Bangladesh’s newly unveiled Tk 7.90 trillion national budget for fiscal year 2025–26 offers a mixture of cautious optimism and sobering challenges, particularly for the country’s working-class families. Among those most affected are the 4.4 million workers in the ready-made garment (RMG) sector—long regarded as the engine of the nation’s export-driven economy.
The budget’s focus on curbing inflation and boosting government revenue is clear. Yet, it conspicuously lacks meaningful reforms targeting the low-income communities and industrial laborers who form the backbone of Bangladesh’s growth story. At Apon, we look beyond the numbers, considering how these policy decisions ripple through the daily lives of the women and men who power our factories and households.
New taxes on everyday essentials—soap, shampoo, children’s toys, and household electronics—threaten to increase the cost of living for these workers. Though a rise in cigarette taxes signals a nod toward public health, the overall tax structure risks placing an outsized burden on those least able to bear it.
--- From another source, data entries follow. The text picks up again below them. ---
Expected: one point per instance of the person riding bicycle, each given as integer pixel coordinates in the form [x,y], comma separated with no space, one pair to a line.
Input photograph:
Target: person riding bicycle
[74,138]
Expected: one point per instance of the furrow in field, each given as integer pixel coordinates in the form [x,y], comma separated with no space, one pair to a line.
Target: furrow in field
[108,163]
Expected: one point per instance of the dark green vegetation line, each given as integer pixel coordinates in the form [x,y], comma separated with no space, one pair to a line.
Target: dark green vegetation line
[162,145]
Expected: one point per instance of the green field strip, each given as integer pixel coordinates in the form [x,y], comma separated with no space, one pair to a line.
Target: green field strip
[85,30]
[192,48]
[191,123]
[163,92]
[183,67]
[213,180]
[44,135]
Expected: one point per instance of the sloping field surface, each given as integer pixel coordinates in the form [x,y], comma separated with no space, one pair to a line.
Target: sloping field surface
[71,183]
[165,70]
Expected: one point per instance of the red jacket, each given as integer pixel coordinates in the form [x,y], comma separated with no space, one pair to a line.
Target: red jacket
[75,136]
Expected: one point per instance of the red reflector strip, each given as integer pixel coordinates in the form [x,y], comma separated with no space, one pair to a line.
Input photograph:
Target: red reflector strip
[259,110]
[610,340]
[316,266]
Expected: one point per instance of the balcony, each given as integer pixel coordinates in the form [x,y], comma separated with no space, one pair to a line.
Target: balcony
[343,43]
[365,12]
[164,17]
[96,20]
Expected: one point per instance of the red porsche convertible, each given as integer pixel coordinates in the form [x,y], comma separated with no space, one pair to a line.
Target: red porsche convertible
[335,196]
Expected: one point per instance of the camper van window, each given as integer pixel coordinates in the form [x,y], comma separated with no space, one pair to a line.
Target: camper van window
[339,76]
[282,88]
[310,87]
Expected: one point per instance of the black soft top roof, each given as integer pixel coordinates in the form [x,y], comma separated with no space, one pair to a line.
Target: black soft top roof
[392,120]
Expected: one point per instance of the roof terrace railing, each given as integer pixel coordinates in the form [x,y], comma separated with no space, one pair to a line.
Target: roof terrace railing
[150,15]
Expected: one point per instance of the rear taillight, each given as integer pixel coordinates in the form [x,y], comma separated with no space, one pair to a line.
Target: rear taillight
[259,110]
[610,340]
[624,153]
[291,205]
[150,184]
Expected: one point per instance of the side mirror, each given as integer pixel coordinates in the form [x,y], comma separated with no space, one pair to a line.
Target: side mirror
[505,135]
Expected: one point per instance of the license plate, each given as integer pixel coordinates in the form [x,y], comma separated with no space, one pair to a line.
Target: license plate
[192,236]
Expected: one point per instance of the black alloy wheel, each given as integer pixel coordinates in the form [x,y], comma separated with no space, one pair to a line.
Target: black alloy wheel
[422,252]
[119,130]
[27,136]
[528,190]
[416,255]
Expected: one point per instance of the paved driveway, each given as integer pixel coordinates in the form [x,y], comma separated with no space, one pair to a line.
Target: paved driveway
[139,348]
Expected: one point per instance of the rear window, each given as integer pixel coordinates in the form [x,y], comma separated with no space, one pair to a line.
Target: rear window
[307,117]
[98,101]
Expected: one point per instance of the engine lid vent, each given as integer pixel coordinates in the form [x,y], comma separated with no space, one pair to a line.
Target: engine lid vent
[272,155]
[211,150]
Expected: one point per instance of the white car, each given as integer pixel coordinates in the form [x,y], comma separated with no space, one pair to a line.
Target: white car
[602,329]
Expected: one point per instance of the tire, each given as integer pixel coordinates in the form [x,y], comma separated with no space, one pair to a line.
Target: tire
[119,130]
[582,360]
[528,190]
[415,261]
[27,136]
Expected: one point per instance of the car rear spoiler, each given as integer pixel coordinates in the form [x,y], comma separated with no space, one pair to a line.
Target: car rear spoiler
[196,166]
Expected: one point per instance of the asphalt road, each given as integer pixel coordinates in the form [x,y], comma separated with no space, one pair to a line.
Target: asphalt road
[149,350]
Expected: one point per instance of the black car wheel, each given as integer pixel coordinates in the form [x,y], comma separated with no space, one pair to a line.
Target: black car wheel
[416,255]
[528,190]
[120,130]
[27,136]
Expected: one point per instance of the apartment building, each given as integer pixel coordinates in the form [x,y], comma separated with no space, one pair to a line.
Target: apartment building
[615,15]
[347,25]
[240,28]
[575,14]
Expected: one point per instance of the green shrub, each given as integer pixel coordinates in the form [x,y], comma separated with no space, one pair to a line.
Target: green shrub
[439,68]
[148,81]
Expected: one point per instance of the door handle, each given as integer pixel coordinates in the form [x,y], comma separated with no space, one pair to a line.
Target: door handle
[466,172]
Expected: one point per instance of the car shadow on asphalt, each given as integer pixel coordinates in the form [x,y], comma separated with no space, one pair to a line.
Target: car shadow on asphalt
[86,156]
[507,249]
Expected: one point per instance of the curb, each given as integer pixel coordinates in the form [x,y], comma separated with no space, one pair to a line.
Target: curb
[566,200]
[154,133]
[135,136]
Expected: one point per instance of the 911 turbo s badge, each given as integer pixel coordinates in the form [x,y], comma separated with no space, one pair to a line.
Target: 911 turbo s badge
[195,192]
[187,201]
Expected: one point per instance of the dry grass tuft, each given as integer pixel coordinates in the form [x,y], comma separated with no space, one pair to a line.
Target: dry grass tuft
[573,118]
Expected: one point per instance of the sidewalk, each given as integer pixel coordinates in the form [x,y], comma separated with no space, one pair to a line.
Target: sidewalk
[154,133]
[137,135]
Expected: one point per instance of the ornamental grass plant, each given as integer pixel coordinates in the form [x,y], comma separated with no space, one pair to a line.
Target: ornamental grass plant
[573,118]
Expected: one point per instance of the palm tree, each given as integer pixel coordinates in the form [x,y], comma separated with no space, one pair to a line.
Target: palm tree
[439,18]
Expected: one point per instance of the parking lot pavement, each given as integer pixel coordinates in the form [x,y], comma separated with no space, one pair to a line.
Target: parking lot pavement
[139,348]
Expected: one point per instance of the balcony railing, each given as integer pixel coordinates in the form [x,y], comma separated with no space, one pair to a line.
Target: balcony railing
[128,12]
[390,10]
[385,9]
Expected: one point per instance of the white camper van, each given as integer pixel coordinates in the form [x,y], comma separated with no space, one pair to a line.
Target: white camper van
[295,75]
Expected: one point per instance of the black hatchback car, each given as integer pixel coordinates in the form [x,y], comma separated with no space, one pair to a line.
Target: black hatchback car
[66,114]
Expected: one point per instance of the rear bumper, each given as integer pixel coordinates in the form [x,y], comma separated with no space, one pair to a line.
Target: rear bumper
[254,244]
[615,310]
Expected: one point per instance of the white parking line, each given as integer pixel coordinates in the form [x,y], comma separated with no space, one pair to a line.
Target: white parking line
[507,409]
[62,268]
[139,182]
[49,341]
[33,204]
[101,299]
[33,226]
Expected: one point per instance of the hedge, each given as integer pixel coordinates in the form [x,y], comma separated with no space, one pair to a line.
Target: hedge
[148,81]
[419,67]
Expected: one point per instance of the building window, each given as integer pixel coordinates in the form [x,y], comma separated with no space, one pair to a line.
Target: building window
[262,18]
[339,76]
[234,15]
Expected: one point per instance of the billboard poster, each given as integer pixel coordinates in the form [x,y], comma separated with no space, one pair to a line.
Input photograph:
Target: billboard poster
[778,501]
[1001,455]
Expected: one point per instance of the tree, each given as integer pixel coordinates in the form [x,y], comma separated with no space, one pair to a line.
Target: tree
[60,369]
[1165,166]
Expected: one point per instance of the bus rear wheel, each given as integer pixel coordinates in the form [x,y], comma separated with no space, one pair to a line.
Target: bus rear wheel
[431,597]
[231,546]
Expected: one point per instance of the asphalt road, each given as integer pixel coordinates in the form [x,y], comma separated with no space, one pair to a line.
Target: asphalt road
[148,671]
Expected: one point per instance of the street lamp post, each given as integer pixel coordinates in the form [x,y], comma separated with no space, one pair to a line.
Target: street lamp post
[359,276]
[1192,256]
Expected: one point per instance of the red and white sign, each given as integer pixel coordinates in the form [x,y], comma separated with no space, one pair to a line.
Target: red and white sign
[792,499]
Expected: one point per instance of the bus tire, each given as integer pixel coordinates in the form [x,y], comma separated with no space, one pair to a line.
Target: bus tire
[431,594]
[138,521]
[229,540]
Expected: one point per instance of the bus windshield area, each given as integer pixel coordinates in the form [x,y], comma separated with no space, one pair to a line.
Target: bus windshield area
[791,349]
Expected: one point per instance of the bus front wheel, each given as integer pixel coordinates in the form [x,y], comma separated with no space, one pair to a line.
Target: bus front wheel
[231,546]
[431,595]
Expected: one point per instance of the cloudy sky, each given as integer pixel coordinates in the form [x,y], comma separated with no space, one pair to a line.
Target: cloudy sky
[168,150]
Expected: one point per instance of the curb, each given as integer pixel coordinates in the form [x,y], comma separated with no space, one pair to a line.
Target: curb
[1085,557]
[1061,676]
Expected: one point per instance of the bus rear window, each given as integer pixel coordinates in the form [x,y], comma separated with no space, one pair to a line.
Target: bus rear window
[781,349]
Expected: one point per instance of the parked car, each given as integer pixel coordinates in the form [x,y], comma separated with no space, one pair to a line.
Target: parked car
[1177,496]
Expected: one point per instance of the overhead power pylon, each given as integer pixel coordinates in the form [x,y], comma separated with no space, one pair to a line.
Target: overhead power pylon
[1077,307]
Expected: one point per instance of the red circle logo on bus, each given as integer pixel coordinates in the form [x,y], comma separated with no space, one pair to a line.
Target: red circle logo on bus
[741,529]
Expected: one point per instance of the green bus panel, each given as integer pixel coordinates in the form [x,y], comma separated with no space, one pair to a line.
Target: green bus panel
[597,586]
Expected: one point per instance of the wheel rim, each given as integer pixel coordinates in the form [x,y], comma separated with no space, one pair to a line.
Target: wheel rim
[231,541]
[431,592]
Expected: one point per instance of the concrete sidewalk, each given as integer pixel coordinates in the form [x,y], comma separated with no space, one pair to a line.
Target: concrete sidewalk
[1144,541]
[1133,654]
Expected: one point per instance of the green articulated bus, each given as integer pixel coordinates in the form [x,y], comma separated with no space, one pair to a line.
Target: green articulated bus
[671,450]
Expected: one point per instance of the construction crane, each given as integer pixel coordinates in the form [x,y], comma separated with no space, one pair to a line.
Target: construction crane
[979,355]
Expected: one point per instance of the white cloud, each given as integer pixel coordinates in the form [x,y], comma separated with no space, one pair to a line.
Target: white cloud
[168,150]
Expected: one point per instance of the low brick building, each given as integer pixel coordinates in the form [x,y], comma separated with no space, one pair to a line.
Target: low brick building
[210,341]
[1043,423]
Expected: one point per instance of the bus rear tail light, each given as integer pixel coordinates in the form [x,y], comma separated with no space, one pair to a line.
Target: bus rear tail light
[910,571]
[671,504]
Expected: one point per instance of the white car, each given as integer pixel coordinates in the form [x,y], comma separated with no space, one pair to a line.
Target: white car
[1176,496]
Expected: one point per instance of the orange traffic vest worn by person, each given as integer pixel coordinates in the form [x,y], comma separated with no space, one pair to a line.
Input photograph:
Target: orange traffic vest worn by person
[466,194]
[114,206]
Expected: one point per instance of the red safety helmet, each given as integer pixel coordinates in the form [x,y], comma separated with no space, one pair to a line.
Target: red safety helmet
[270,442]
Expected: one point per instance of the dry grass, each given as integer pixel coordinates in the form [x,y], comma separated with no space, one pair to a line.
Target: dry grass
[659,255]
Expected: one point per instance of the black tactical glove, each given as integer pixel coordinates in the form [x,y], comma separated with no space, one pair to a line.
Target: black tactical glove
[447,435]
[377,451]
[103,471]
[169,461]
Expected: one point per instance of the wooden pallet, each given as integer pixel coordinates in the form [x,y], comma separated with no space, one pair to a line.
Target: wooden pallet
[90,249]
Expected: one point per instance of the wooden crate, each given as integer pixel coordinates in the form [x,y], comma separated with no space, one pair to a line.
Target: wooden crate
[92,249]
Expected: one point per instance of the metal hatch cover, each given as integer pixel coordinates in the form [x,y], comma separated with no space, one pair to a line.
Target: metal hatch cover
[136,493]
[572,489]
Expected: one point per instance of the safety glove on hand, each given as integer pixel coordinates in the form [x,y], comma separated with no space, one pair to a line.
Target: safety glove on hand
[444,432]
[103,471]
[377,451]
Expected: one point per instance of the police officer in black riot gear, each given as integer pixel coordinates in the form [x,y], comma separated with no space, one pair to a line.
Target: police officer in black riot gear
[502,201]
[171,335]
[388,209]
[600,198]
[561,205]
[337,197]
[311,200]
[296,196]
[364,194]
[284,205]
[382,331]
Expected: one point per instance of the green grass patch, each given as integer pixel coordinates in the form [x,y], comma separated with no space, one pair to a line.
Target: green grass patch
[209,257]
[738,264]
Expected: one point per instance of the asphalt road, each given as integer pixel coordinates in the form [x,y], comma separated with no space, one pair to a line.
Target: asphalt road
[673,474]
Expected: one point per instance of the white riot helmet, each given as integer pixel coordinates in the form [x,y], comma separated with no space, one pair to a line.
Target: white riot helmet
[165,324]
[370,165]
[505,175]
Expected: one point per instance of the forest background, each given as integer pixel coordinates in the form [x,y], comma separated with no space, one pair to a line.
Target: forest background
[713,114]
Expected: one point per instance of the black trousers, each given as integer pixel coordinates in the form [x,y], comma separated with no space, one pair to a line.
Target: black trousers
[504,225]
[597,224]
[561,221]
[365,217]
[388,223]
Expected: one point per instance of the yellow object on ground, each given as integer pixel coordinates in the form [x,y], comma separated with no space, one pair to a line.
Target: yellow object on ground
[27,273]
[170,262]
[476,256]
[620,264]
Minor concessions, such as reduced VAT on sanitary napkins and slight price drops on sugar and other staples, offer limited respite in an environment where basic expenses continue to climb.
Of particular concern is the reduction in budget allocations for agriculture, health, and rural development—sectors intimately linked to the welfare of garment workers and their families. With food inflation nearing 10 percent, cuts to these vital areas risk exacerbating vulnerabilities in nutrition and healthcare, underscoring a troubling gap in public investment for essential social safety nets.
Meaningful, lasting change for workers requires more than fiscal restraint; it demands targeted government investment in health, insurance, training, and infrastructure. As Bangladesh navigates global geopolitical uncertainties and evolving trade dynamics, the question remains: Will the government prioritize the wellbeing and development of its workforce?
The RMG sector stands at a crossroads, pressured by international competition, domestic inflation, and shifting political landscapes. Yet the budget falls short of addressing these urgent realities. We urge policymakers, industry leaders, and partners to recognize that securing Bangladesh’s economic future hinges on meaningful investments in the health, training, and infrastructure of its workforce.
Only through such commitment can the country hope to sustain the communities at the heart of its growth. It is our expectation that the government will not only make these investments but also begin actively incentivising and promoting partnerships with the private sector to build effective worker safety nets—drawing from globally proven models. A coordinated approach between public and private actors is essential if we are to ensure long-term resilience and wellbeing for Bangladesh’s working class.